Mais cela ne veut pas dire que deux personnes réagiront nécessairement de la même manière à un même stimulus. Chaque parcours de vie est en effet unique. Et, c'est à la lumière de ses expériences passées et de ses anticipations sur le futur qu'un individu perçoit - ou non - des stimuli dans son environnement présent, s'en émeut et agit - ou non - en conséquence. Ceci étant dit, beaucoup d'individus traversent des expériences de vie similaires du fait de leur appartenance commune à des groupes spécifiques : selon le genre, les classes d'âge, les groupes nationaux, religieux, professionnels, etc. Une appartenance à des mondes pluriels qui permet par ailleurs de comprendre l'existence, chez un même individu, d'émotions conflictuelles, voire contradictoires.

Pour donner un exemple concret : la peur est une émotion largement partagée, tant dans l'histoire que dans le monde, et a un substrat biologique qui prend appui sur le fonctionnement du cerveau. Il n'en reste pas moins que son expression, son intensité, sa réception par une audience varient considérablement selon l'importance donnée à certains stimuli par le groupe social et culturel où elle s'exprime, à un moment précis de son histoire. Prenons le cas du climat : les angoisses et les peurs des climatologues et citoyens bien conscients des urgences climatiques, ont progressivement pris une place plus grande. Néanmoins la répartition des craintes face aux catastrophes climatiques reste inégalement partagée, comme le montrait le décalage hallucinant entre l'alarme lancée une fois de plus par le dernier rapport du GIEC et l’attention qu'y accordent de nombreux représentants politiques, de Donald Trump à Charles Michel.

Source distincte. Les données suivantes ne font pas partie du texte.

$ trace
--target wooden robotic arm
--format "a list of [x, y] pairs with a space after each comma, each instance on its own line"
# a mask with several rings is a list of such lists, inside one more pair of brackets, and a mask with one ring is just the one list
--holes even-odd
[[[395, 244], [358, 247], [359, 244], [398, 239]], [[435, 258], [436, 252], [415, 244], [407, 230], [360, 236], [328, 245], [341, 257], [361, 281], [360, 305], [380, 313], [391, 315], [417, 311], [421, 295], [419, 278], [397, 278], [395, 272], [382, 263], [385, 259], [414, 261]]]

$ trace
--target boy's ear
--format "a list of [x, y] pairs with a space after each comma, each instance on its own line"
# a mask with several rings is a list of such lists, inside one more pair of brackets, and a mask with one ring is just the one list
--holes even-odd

C'est en cela que l'approche des émotions peut être si complexe. Elles sont à la fois individuelles, propres au bagage de chaque individu, et collectives. Ce qui influence la manière d'appréhender les émotions en groupe, en animation.

Contact : IEP - 04 250 95 84 - https://institut-eco-pedagogie.be 


(1) Le ressenti est en réalité l’émotion traduite par  le corps, comme le stress peut être généré par la peur.
(2) A ce sujet, Sylvie Berthoz constate que les émotions ont longtemps été ignorées par les neurosciences. Le cerveau était vu comme le territoire de la raison, et le corps celui des émotions. La première étant le propre de l'homme, tandis que les émotions seraient communes à tous les mammifères. A lire dans « Les émotions au cœur du cerveau », Cerveau & Psycho, 2009.